THE ports of Alicante and Valencia are on high alert for fighters from so-called Islamic State attempting to return to Europe from Syria and Iraq.
Jihadist terrorists are said to be making their way back to the west following a string of defeats on IS in the Middle East by the international coalition.
Security specialists say the Valencia region has the largest Muslim community after Andalusia, Catalonia and Madrid – and believe a radical element that could provide the logistical support for IS returning supporters.
Police have stepped up security at Valencia and Alicante after reports the two ports were on the route to Europe and are believed to have undercover officers on board ferries from Algeria.
Spain like Britain believes the return of radicalised jihadists is the greatest threat to society; both allies have suffered terror attacks this year – and both remain on the second highest level of security alert, indicating a “high risk” of a further incident.

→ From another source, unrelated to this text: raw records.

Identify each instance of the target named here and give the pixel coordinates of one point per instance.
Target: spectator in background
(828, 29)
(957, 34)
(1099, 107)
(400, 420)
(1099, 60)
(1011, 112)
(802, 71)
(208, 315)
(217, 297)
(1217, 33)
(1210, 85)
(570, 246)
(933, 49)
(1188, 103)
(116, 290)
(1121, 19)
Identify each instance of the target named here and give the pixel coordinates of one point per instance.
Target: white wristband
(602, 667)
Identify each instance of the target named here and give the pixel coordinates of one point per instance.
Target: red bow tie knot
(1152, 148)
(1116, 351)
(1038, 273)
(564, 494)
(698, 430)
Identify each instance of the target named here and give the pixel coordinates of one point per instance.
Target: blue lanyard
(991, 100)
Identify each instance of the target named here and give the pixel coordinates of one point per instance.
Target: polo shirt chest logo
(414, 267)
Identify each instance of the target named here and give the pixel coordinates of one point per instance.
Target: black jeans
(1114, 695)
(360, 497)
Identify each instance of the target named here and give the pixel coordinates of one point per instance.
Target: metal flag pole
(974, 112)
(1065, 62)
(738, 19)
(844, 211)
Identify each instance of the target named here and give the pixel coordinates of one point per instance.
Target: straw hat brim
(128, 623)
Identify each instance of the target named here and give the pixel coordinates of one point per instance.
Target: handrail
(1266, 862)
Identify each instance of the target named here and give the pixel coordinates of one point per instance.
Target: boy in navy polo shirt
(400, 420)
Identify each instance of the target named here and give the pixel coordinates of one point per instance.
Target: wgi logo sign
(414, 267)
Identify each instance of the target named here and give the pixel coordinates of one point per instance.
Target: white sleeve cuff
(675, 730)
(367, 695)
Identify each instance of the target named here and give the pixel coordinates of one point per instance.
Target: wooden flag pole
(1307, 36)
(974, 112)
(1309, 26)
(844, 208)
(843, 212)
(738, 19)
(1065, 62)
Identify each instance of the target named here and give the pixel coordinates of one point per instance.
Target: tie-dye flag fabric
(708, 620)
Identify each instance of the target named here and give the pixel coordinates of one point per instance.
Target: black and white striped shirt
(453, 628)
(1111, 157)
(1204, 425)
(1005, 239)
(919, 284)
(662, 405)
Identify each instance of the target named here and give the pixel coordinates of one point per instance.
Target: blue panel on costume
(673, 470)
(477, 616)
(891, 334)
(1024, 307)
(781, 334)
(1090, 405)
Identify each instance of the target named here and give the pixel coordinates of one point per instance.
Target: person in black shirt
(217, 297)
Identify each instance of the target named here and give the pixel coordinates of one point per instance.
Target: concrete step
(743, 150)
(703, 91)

And AICS, a private intelligence and security consultancy based in Spain, believes the two ports are on a “natural route” into Europe.
The specialist company reports towns along the coast of Valencia with sympathisers could provide “safe houses” and there were “radical elements” of “significant importance, which allows the provision of a reasonable logistical support for those who make the trip”.
AICS believes the route back from Algeria would grow in importance with a network of ‘mafia’ type gangs already in existence and ships relatively easy to board in the North African country and “disembark without major problems”.
It also said the Valencia was particularly “vulnerable” – Alicante has seen security officers reinforced – and allowed a route into Europe along the Mediterranean coast and across into France.
Spanish newspaper Las Provincias has highlighted how government intelligence services have already ranked the region of Valencia as the third highest in Spain on a special ‘jihadist radicalisation index’.
And earlier this year an Imam was arrested in Teulada-Moraira and is being held in custody for offences of radicalisation and for facilitating the return if jihadists from the Middle East – one of 11 people arrested in Valencia over the last two years.
Security forces have investigated 300 alerts in Valencia related to Islamist terrorism in the last 12 months, 10% of all calls to the ‘Stop Radicalisation’ scheme launched by Madrid’s Ministry of the Interior.
Of over 3,000 tip offs across Spain, 65% were seen as non-viable in the fight against terror although the remainder did highlight crimes and 63 were investigated as linked to jihadist terrorism.
It has been criticised by the Islamic community in Valencia for promoting the persecution of Muslims and Islamophobia.
However, Minister of the Interior Juan Ignacio Zoido said: “Stop Radicalisation is today a very valid tool in the fight against terrorism, a very important source of information for the security forces.”